Even before the coronavirus pandemic threw the WNBA season into doubt – a truncated campaign was eventually safely completed inside a bubble at Florida’s IMG Academy – the players were celebrating a landmark collective bargaining agreement, one which guaranteed them better pay, enhanced family benefits and travel improvements.
Now backed by the likes of marquee partner AT&T, the WNBA is on an upward path in line with the rising interest in women’s sport.
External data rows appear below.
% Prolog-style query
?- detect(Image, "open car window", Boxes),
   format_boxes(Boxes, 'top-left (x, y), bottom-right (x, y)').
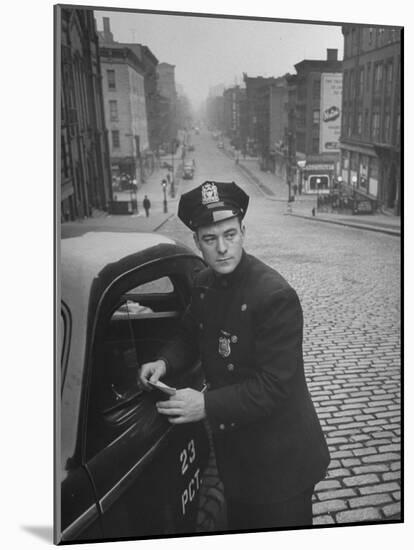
top-left (111, 277), bottom-right (179, 321)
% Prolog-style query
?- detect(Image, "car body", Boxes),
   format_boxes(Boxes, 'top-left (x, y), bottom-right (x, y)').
top-left (55, 231), bottom-right (223, 543)
top-left (183, 159), bottom-right (195, 180)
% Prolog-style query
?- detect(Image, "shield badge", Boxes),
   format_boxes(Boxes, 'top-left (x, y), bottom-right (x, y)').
top-left (219, 330), bottom-right (231, 357)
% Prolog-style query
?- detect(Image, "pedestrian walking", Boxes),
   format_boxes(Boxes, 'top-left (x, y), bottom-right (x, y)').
top-left (139, 181), bottom-right (329, 531)
top-left (142, 195), bottom-right (151, 218)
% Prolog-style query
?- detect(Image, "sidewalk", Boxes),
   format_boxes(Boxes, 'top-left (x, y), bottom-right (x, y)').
top-left (225, 144), bottom-right (401, 237)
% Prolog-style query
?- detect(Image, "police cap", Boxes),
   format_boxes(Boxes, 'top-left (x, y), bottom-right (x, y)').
top-left (178, 181), bottom-right (249, 231)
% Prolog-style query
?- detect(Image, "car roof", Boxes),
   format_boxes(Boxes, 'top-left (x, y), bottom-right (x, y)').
top-left (60, 231), bottom-right (176, 292)
top-left (58, 231), bottom-right (195, 469)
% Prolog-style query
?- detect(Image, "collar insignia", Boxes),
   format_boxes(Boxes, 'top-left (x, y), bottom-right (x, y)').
top-left (201, 182), bottom-right (220, 205)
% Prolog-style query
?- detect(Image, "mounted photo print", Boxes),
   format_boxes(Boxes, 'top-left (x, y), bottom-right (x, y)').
top-left (54, 4), bottom-right (403, 544)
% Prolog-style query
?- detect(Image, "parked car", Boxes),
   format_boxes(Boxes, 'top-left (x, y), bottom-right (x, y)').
top-left (55, 231), bottom-right (224, 543)
top-left (160, 160), bottom-right (173, 171)
top-left (183, 159), bottom-right (195, 180)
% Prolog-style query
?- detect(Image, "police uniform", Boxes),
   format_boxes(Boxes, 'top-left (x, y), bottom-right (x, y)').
top-left (158, 182), bottom-right (329, 529)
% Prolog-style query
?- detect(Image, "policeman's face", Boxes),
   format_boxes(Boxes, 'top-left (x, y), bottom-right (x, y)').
top-left (194, 218), bottom-right (245, 275)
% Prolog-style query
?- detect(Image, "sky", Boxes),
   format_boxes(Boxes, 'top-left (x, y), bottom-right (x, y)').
top-left (95, 11), bottom-right (343, 109)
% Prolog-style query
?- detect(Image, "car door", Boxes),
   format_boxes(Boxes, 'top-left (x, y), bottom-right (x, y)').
top-left (85, 256), bottom-right (209, 539)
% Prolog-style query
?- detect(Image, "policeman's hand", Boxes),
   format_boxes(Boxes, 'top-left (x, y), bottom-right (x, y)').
top-left (157, 388), bottom-right (206, 424)
top-left (138, 359), bottom-right (167, 390)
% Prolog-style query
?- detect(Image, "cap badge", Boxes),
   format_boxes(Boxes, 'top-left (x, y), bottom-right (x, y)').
top-left (218, 330), bottom-right (231, 358)
top-left (201, 182), bottom-right (220, 205)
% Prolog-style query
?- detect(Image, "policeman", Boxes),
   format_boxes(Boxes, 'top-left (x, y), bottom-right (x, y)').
top-left (139, 181), bottom-right (329, 530)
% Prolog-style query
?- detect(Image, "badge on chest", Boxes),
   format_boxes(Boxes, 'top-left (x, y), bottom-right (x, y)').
top-left (218, 330), bottom-right (237, 358)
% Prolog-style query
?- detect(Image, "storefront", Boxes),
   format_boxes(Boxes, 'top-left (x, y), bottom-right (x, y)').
top-left (298, 161), bottom-right (335, 195)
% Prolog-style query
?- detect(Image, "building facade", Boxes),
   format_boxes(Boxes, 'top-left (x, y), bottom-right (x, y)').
top-left (338, 25), bottom-right (402, 215)
top-left (56, 7), bottom-right (112, 221)
top-left (269, 75), bottom-right (289, 178)
top-left (285, 49), bottom-right (342, 194)
top-left (243, 73), bottom-right (278, 164)
top-left (157, 63), bottom-right (178, 149)
top-left (223, 86), bottom-right (247, 150)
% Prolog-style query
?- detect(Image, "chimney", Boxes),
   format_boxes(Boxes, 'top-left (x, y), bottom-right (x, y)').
top-left (326, 48), bottom-right (338, 61)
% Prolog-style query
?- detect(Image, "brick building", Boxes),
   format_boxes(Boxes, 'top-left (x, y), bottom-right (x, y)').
top-left (56, 6), bottom-right (112, 221)
top-left (243, 73), bottom-right (278, 164)
top-left (223, 86), bottom-right (247, 149)
top-left (99, 18), bottom-right (150, 182)
top-left (285, 49), bottom-right (342, 194)
top-left (206, 92), bottom-right (226, 133)
top-left (339, 25), bottom-right (402, 215)
top-left (269, 74), bottom-right (289, 178)
top-left (157, 63), bottom-right (178, 147)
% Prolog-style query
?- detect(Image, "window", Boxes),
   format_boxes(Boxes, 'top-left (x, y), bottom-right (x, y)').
top-left (369, 157), bottom-right (378, 179)
top-left (342, 151), bottom-right (349, 170)
top-left (106, 69), bottom-right (116, 90)
top-left (371, 111), bottom-right (380, 141)
top-left (383, 111), bottom-right (391, 142)
top-left (364, 109), bottom-right (369, 137)
top-left (312, 80), bottom-right (321, 99)
top-left (357, 112), bottom-right (362, 135)
top-left (309, 176), bottom-right (329, 191)
top-left (365, 62), bottom-right (371, 91)
top-left (358, 68), bottom-right (364, 97)
top-left (385, 62), bottom-right (393, 96)
top-left (111, 130), bottom-right (120, 149)
top-left (109, 99), bottom-right (118, 122)
top-left (348, 70), bottom-right (355, 99)
top-left (351, 152), bottom-right (358, 171)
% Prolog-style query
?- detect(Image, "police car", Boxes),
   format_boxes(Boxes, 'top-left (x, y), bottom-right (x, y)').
top-left (55, 231), bottom-right (225, 543)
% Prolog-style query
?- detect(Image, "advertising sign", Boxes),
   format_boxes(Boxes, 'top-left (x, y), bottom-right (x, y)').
top-left (319, 73), bottom-right (342, 153)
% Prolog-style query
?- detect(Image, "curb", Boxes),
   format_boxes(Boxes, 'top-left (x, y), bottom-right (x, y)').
top-left (218, 144), bottom-right (401, 237)
top-left (287, 214), bottom-right (401, 237)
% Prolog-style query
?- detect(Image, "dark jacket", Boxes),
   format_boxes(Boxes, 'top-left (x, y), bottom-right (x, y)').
top-left (162, 253), bottom-right (329, 502)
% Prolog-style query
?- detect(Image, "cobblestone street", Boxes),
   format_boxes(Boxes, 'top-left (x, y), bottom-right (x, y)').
top-left (159, 175), bottom-right (401, 524)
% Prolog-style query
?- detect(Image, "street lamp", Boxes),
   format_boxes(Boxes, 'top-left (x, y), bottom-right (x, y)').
top-left (161, 179), bottom-right (168, 214)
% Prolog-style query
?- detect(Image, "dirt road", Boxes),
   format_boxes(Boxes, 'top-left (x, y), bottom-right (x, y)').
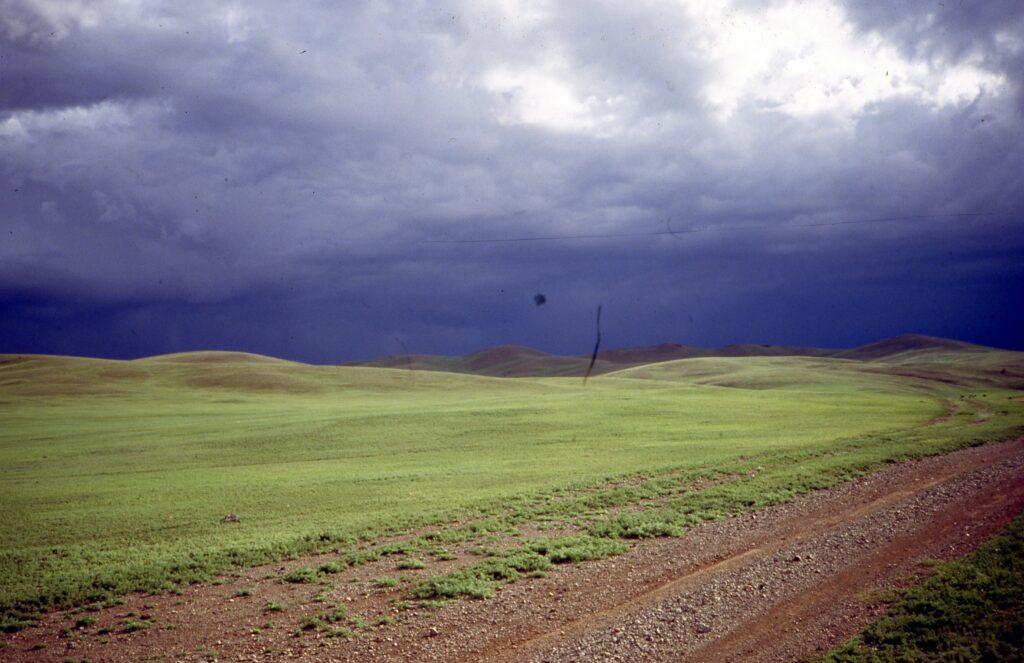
top-left (8, 440), bottom-right (1024, 662)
While the men’s major leagues saw their TV ratings slide dramatically during their return to play, the 2020 WNBA Finals generated a 15 per cent increase in eyeballs compared to last year, while the regular season drove a 68 per cent upsurge in viewership.
All of this is without even mentioning that the league’s stars have long been at the forefront of athlete activism in sports, just as they were this year when a number of players chose to sit out the season to focus their efforts on social justice. For brands looking to align themselves with diversity and inclusion, and with a property whose following is growing all the time, the WNBA will be impossible to ignore.